• @mholiv
    link
    399 months ago

    I hate to break it to you, but federated services are basically impossible to protect from scraping. The whole idea is openness and federation.

    The only reason why places like Twitter and Reddit try to prevent scraping is so they can sell the data for profit.

    If you post stuff publicly anywhere it will be scraped. On the fediverse it will be scraped via the open and federated APIs. On proprietary platforms it will be scraped via the proprietary paid APIs.

    • @[email protected]
      link
      fedilink
      19 months ago

      Another question related to your answer : how can I guarantee that the content I create (comments) are available for scraping ?

      The issue I have with Reddit and all is that we can’t freely access to the content, especially the past content. I don’t want instances to be sold in like 10 years, compromising access to old content (or with advertising in them). I would like to be able to replicate one rogue instance into a new free instance.

      • originalucifer
        link
        fedilink
        99 months ago

        its the wild west right now in the fediverse.

        a multitude of products are being created right now. most havent hit version 1.0 yet. there are no guarantees other than what you get as assurances from your community instance/implementation.

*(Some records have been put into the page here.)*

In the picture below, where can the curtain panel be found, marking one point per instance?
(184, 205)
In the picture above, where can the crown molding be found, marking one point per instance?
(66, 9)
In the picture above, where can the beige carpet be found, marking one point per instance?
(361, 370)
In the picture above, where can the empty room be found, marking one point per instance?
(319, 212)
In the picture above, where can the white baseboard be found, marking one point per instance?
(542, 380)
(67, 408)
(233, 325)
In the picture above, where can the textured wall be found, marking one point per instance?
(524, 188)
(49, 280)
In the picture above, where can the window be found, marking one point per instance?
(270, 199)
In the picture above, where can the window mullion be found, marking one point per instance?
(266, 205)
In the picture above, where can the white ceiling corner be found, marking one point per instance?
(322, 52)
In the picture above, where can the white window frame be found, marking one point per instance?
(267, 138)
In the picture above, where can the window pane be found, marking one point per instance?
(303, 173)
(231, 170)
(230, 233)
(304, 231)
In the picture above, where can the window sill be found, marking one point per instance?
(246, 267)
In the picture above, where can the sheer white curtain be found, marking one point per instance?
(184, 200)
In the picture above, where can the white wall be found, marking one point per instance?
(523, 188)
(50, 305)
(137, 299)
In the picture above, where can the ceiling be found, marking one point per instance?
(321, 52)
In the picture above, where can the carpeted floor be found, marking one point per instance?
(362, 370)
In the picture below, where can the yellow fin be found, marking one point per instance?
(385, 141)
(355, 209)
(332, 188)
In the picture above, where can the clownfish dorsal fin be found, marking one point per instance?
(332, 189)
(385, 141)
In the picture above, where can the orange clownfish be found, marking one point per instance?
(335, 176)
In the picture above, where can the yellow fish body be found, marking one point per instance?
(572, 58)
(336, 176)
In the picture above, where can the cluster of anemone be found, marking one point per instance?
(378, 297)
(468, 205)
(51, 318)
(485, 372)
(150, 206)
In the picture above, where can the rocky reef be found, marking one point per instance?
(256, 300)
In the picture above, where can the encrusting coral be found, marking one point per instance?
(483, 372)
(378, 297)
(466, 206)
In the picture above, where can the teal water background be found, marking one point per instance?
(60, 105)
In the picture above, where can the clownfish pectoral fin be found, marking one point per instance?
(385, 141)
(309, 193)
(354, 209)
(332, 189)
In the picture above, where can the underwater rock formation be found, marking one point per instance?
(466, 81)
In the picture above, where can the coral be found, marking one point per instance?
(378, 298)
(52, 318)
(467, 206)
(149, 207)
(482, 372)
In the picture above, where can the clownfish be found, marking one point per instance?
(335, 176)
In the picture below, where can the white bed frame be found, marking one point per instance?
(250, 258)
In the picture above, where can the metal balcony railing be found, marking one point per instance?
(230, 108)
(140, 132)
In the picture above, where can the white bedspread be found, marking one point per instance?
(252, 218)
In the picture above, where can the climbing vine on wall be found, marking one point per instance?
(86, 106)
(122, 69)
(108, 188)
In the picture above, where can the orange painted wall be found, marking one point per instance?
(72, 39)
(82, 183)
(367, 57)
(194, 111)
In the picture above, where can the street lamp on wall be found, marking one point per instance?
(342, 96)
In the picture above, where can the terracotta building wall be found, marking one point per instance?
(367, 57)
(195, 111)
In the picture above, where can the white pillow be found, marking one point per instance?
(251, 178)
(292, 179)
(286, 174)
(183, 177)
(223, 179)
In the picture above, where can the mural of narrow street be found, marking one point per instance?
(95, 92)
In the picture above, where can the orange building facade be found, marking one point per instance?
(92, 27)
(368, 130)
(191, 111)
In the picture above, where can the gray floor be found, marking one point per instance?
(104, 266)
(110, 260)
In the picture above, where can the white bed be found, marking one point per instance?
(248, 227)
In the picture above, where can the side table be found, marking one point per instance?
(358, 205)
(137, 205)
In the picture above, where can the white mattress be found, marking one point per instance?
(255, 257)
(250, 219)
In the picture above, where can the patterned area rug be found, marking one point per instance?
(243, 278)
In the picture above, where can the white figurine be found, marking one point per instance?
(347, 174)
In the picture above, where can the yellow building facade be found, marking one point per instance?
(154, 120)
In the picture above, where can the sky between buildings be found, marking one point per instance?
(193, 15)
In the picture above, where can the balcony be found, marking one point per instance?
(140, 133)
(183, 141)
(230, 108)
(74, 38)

        the only solid guarantee you will ever get would be by creating your own instance so you can curate your own content (as well as the content pulled in from the 'verse).

        it took reddit 20+ years to get where it is. lets give the fediverse a little time.

      • @mholiv
        link
        29 months ago

        I want to make a distinction between scraping and archiving here.

        You don’t need to do anything to ensure your content is “scrapeable”. Just post your content on the fediverse and it is available to scrape. Anyone can do it. This being said unless someone goes out of their way to save what they scrape eventually as your content ages the only copy will be on the server that it originates from. I believe all posts are stored on the instance where the community lives. I believe all comments are the same the difference being that your instance also stores a local copy of your comment. I could be wrong there though.

        Archiving is different. Archiving is providing a long term store of your content. That is harder. If you run your own instance the comments you put on the communities that live on your instance are safe. Anywhere else, you are subject to that instance just dying or selling out. You would need a specialized tool to take a “snapshot” or something. Maybe adding the post thread to archive.org could work. It’s messy in any case.